As the leader, I want you to feel nervous and that you're responsible for the enjoyment of the whole room, and then the task is very overwhelming and nearly impossible, so you feel almost embarrassed at your state of play. As the people watching, maybe it's frustration and the desire to do an action that changes something.

I'm hoping that you don't leave and say ‘Oh, this show was beautiful.’ If you leave thinking that,  that's rubbish. If you leave with a negative emotion, it means the art has done something.

If you leave with a negative emotion, it means the art has done something.

Danielle Brathwaite-Shirley

What's your personal relationship with video games?

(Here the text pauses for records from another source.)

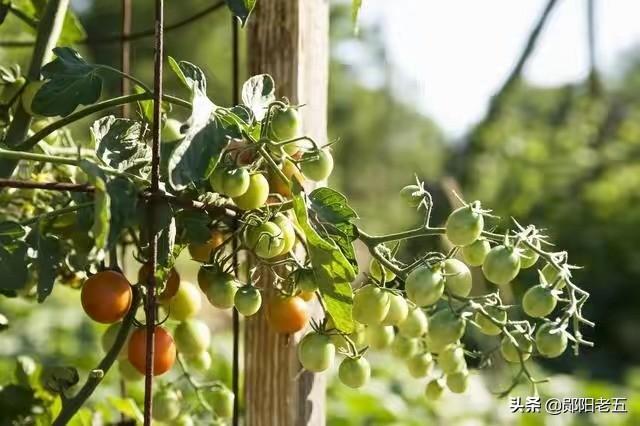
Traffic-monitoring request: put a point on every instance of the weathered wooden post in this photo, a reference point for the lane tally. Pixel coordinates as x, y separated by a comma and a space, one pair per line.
288, 39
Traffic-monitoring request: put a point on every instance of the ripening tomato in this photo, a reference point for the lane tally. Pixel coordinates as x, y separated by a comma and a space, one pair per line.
317, 165
425, 285
420, 365
457, 277
487, 326
106, 296
398, 310
354, 372
192, 337
202, 252
166, 405
287, 314
404, 347
170, 286
509, 351
412, 195
28, 94
434, 389
164, 350
316, 352
288, 232
451, 359
415, 325
445, 327
475, 253
464, 226
186, 303
539, 301
501, 265
248, 300
235, 182
222, 400
256, 195
379, 336
171, 131
528, 256
551, 341
458, 382
370, 305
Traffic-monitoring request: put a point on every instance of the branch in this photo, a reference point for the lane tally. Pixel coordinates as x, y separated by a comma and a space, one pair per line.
115, 38
72, 405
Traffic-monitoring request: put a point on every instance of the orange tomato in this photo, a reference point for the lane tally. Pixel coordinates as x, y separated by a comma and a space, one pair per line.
287, 314
171, 286
106, 296
164, 350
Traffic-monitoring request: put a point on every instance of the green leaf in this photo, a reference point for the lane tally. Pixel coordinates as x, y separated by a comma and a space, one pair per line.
119, 144
71, 82
123, 208
102, 203
332, 270
13, 267
241, 9
128, 407
257, 93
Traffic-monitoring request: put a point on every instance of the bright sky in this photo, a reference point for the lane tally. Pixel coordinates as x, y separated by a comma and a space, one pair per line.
456, 53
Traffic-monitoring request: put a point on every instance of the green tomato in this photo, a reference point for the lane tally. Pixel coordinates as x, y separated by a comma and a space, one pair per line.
415, 325
221, 400
451, 359
235, 182
186, 303
412, 195
420, 365
464, 226
551, 274
192, 337
200, 362
486, 325
404, 347
317, 165
379, 336
109, 338
284, 125
288, 232
221, 291
216, 180
166, 406
475, 253
316, 352
28, 94
306, 280
501, 265
424, 285
370, 305
354, 372
510, 352
128, 372
550, 340
458, 382
248, 300
266, 240
257, 194
539, 301
457, 277
171, 131
434, 389
445, 327
398, 310
528, 256
375, 269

I play a lot of video games. I'm interested in the history of video games. I spend a lot of time studying obscure old games and how they were made: what was the engine they used? What was the animation style? How did they animate on these computers that couldn't actually render graphics in the early nineties? 

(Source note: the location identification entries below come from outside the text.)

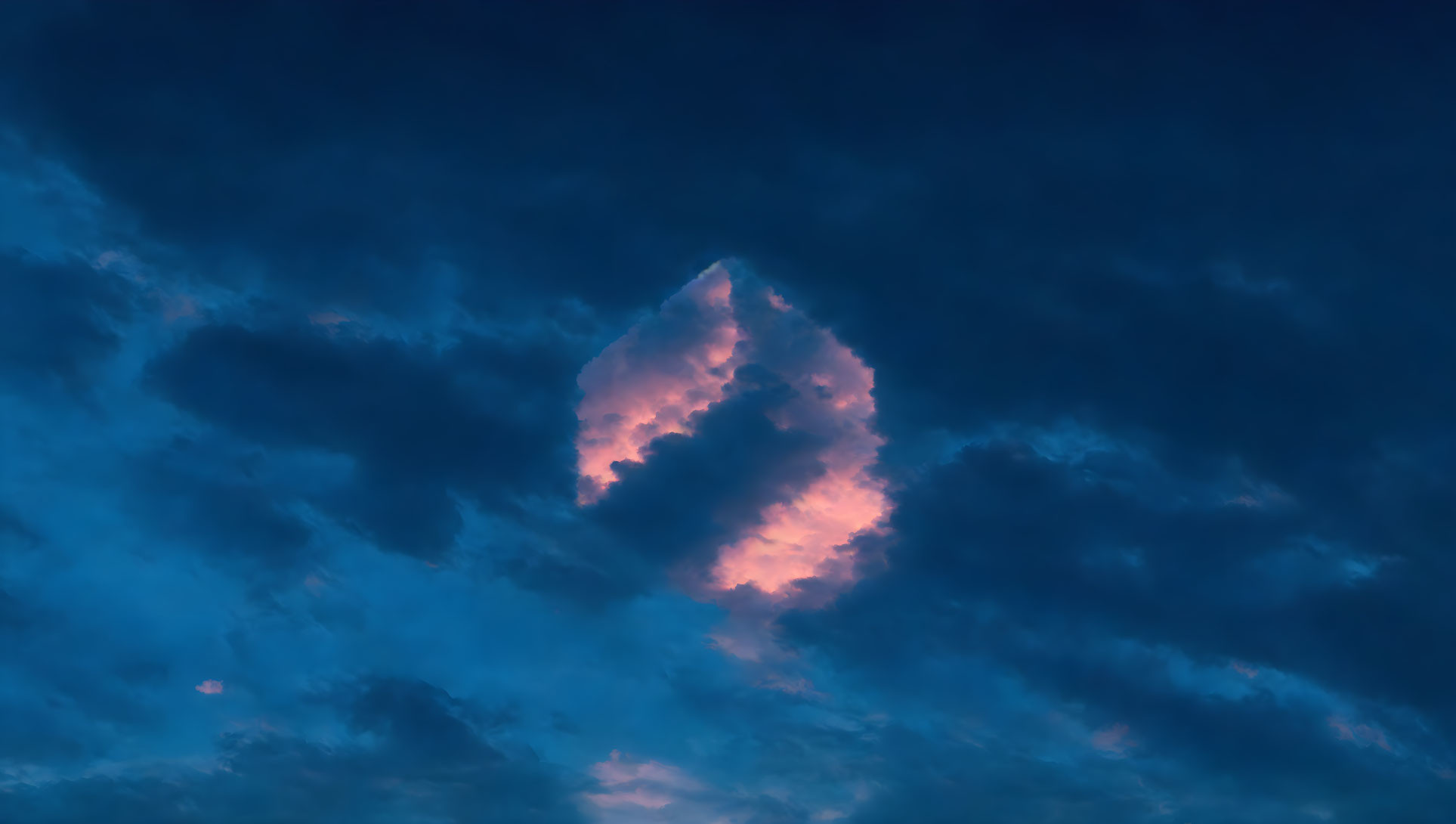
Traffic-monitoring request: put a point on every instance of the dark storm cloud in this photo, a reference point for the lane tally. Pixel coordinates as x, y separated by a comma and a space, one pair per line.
481, 418
190, 497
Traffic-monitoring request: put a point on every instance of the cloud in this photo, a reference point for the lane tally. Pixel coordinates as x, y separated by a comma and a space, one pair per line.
424, 759
1113, 740
419, 424
664, 373
59, 319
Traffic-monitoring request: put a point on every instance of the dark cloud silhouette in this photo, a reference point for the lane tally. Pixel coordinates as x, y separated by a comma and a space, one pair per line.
427, 762
59, 318
1155, 299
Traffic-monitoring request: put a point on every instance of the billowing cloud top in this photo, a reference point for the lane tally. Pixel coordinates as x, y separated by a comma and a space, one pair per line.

And these are the old engines that you use to create your current games?

Yeah, I use a lot of old engines. Or if I can't use the old engine, I use a lot of the techniques from older video games.

Despite using this retro technology, your video games often feel futuristic or as though they’re set in a different reality. Are you optimistic about the future?

I'm more of a realist. I think there will be a future, [I don’t know] if that's optimism. 

I don't think each game is optimistic about the future but they showcase a world where something is more important than it is now. For example, Resurrection Lands (2020) is a game about a technology that can bring back the memories of dead people. We use it to bring back the memories of Black trans people and make it into a library that becomes an e-sport and Black trans people are mined for capitalism. So, it's not necessarily a hopeful future, but it is a future where the focus is somewhere where it isn't now. 

I never do utopias. I’m interested in alternative futures that look at the possibilities of something being ingrained within the gross nuances of our culture.